February 20, 2010

A Single Man

Fashion designer Tom Ford's directorial debut in A Single Man is triumph in artistic beauty. I agree with my friend Tom who said that "It's like seeing a Gucci ad". The film is impeccably shot in sepia hues very fitting of the period. He also used a lot of detail shots such as hand close ups, a cigarette lighting, close ups of a tie or a briefcase which make it seem like you're viewing snapshots of a certain period. It's very artfully done and does bring the audience back in time.

The movie is about an English professor, George Falconer (Colin Firth) trying to cope with the death of his partner of 16 years, Jim (Matthew Goode). It happens on a single day when George finally contemplates suicide. The movie follows him that day as he spends his time with his class, his neighbor, his best friend Charley (Julianne Moore) and his student Kenny (Nicholas Hoult).
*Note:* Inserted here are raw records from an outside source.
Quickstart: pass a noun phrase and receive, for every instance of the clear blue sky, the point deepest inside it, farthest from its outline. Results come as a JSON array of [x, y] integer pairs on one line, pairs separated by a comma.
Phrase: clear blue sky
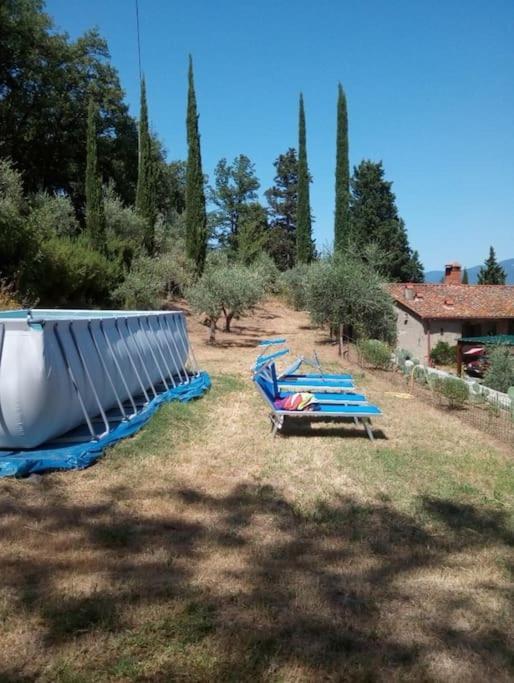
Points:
[[430, 88]]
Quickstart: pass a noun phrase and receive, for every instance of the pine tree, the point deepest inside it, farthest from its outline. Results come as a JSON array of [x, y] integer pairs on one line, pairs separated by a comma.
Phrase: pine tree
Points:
[[342, 207], [374, 220], [146, 176], [95, 218], [304, 245], [283, 203], [491, 273], [196, 216]]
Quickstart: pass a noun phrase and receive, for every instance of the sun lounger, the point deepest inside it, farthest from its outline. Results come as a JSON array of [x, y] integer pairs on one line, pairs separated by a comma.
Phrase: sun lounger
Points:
[[292, 382], [348, 398], [325, 411], [291, 374]]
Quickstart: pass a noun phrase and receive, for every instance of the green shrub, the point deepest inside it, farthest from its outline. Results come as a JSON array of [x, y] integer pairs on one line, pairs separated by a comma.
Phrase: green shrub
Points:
[[69, 273], [375, 353], [142, 287], [500, 372], [443, 354], [293, 286], [228, 290], [267, 272], [345, 291], [19, 243], [454, 390], [52, 216]]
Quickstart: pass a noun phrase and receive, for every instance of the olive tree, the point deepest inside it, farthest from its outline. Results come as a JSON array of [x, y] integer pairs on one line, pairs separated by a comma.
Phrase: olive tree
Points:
[[227, 290], [342, 292]]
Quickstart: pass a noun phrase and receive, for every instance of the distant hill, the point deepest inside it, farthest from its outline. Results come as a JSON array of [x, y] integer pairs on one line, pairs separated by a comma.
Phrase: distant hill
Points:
[[508, 267]]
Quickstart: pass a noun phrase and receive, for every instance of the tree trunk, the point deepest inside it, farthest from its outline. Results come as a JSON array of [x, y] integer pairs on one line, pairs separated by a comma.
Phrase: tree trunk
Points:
[[340, 340], [228, 320], [212, 332]]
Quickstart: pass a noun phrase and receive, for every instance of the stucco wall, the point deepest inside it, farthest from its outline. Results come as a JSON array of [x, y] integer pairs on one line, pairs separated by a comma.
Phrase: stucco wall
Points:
[[445, 330], [411, 334]]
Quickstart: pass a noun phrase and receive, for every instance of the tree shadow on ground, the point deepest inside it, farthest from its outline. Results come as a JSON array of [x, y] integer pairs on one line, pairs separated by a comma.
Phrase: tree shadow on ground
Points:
[[177, 583]]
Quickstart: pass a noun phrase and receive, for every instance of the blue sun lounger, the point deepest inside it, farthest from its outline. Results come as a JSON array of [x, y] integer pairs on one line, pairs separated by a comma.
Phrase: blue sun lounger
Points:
[[291, 372], [269, 374], [324, 411], [322, 383]]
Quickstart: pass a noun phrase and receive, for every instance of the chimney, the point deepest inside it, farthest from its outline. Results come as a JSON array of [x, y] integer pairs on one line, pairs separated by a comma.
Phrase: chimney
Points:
[[409, 292], [452, 274]]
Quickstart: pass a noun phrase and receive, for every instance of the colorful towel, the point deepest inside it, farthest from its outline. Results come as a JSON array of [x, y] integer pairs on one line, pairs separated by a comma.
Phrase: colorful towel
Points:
[[298, 401]]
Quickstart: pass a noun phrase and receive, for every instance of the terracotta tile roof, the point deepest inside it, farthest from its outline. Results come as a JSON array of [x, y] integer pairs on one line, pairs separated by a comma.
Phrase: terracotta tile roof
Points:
[[455, 301]]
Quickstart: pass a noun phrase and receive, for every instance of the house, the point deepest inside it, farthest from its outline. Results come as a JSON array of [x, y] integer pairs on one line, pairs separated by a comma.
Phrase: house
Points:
[[428, 313]]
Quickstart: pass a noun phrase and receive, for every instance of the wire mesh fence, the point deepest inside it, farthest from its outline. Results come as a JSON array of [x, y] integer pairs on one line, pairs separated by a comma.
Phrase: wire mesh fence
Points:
[[486, 415]]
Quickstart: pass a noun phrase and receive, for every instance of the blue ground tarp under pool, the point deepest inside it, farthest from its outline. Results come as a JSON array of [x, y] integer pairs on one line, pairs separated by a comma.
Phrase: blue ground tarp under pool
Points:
[[77, 456]]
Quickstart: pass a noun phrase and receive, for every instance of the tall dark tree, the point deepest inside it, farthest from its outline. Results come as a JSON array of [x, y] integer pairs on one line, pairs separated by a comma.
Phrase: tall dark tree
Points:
[[342, 207], [304, 244], [491, 273], [196, 215], [374, 220], [95, 217], [252, 234], [283, 204], [146, 176], [235, 186]]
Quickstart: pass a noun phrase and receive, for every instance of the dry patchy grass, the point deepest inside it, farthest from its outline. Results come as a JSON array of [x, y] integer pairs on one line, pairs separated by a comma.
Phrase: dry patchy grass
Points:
[[204, 550]]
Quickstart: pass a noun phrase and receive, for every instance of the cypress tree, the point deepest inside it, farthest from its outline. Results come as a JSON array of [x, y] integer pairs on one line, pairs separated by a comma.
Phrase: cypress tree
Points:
[[304, 246], [491, 273], [146, 190], [342, 208], [95, 218], [196, 216]]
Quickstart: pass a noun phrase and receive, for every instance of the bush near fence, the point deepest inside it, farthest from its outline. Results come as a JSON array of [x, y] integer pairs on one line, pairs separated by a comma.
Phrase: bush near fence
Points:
[[484, 409]]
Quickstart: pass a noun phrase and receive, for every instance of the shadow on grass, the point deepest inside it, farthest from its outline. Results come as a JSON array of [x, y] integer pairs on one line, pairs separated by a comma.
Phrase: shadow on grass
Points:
[[320, 592]]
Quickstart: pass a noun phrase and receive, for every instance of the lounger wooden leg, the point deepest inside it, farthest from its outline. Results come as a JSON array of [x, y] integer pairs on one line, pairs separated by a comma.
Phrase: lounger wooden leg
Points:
[[276, 423], [367, 427]]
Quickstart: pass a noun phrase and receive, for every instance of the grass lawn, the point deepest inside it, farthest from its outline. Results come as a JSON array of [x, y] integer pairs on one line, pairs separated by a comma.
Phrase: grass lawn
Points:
[[204, 550]]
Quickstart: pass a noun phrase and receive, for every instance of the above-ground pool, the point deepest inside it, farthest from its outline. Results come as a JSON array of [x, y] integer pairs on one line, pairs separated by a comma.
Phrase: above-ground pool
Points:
[[59, 369]]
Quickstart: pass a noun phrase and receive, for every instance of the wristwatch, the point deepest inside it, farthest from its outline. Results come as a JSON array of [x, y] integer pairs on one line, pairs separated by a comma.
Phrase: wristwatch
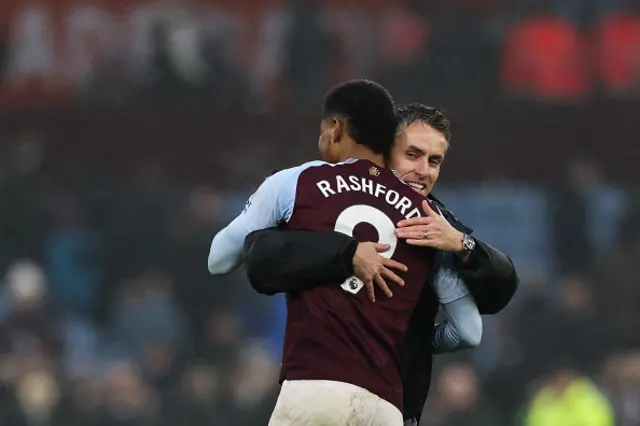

One of my favorite scenes is when he fastidiously prepares for his suicide. It's very meticulous and the detail with which it was shot made me feel I was witnessing something right there in front of me which I should stop. It's very real and made me as an audience more anxious as to what would happen next. It's great story telling.

Colin Firth was outstanding in his very understated performance. You could feel his grief and hopelessness as more aspects of his day unfolds. Juliane Moore was also remarkable as a friend who is in love with George. Although her role here reminded me of her role in Boogie Nights. Matthew Goode and Nicholas Hoult (who by the way, has changed so much from when he was in About A Boy) were also excellent.

Although the movie does have a heavy subject matter, I quite enjoyed it and thought that it was well made and artistically filmed. It's movie that makes you think or at least discuss it with friends afterwards for it does linger in your mind.